Le 6 août, Corvus Pharmaceuticals (NASDAQ :CRVS) a tenu sa conférence téléphonique sur les résultats du deuxième trimestre 2026, et l’histoire concernait presque entièrement une molécule. Le soquelitinib, l’inhibiteur oral de l’ITK de la société, est actuellement testé simultanément sur cinq maladies différentes, depuis un cancer du sang rare jusqu’à l’asthme. Ce genre d’étendue d’une biotechnologie à actif unique est soit le signe d’une réelle conviction dans la science, soit le signe d’une entreprise qui s’éparpille avant d’avoir prouvé quoi que ce soit. Les chiffres du trimestre et les mises à jour des essais fournissent des preuves de ces deux lectures.

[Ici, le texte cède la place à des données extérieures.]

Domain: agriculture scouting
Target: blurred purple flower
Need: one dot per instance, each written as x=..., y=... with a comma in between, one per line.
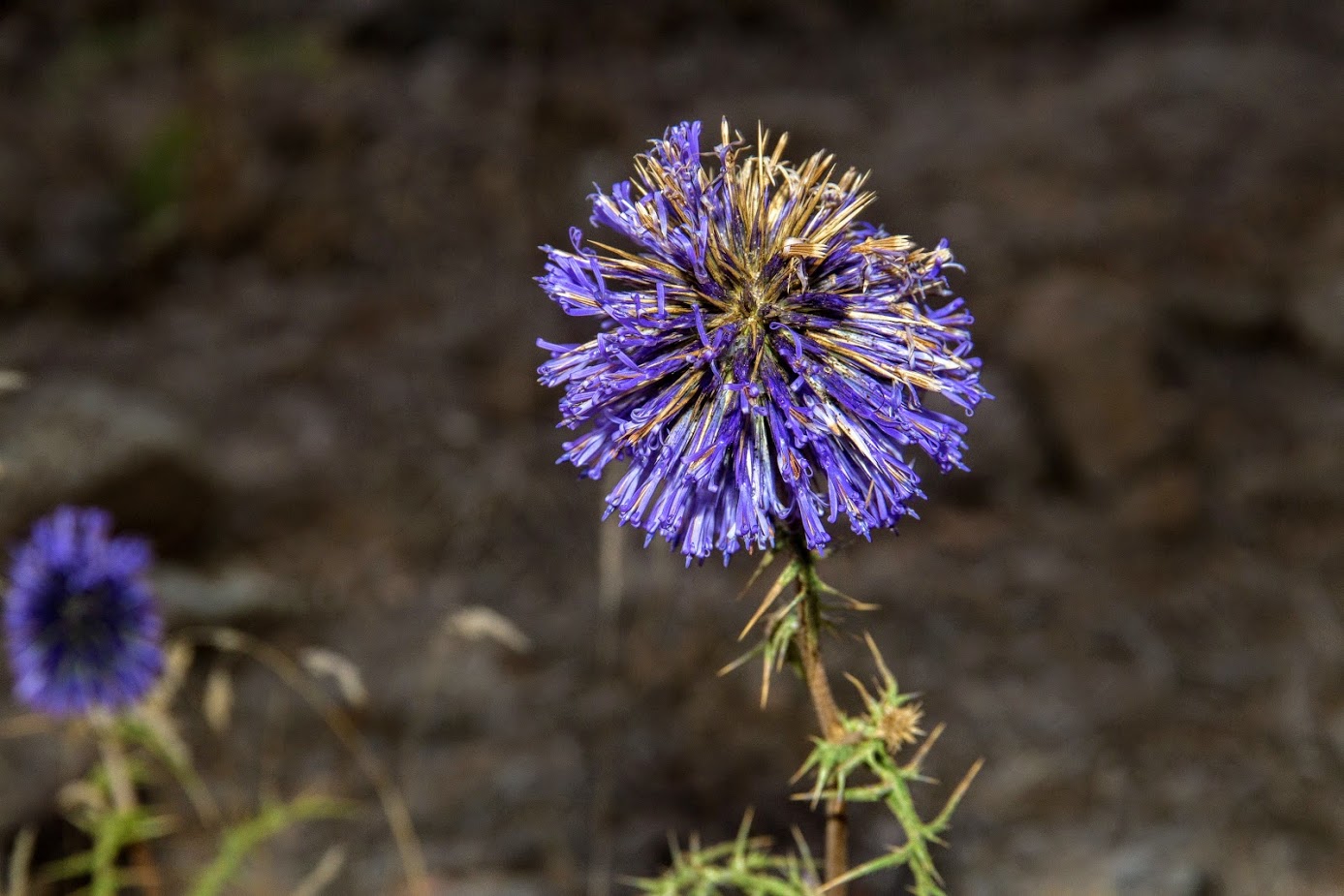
x=763, y=357
x=80, y=624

Le point positif le plus clair est la dermatite atopique. Dans la cohorte à dose la plus élevée d’un essai de phase 1, présentée lors de la réunion de la Society for Investigative Dermatology, 75 % des patients sous soquelitinib ont atteint l’EASI-75 après 8 semaines d’administration de 200 milligrammes deux fois par jour, contre 20 % des patients sous placebo. Un quart des patients traités ont atteint l’EASI-90 et un tiers ont obtenu une peau claire ou presque claire, des résultats qu’aucun patient sous placebo n’a égalé. La direction a également souligné quelque chose de plus inhabituel : le bénéfice persistait après l’arrêt du traitement, sans le rebond observé avec les autres médicaments de la classe.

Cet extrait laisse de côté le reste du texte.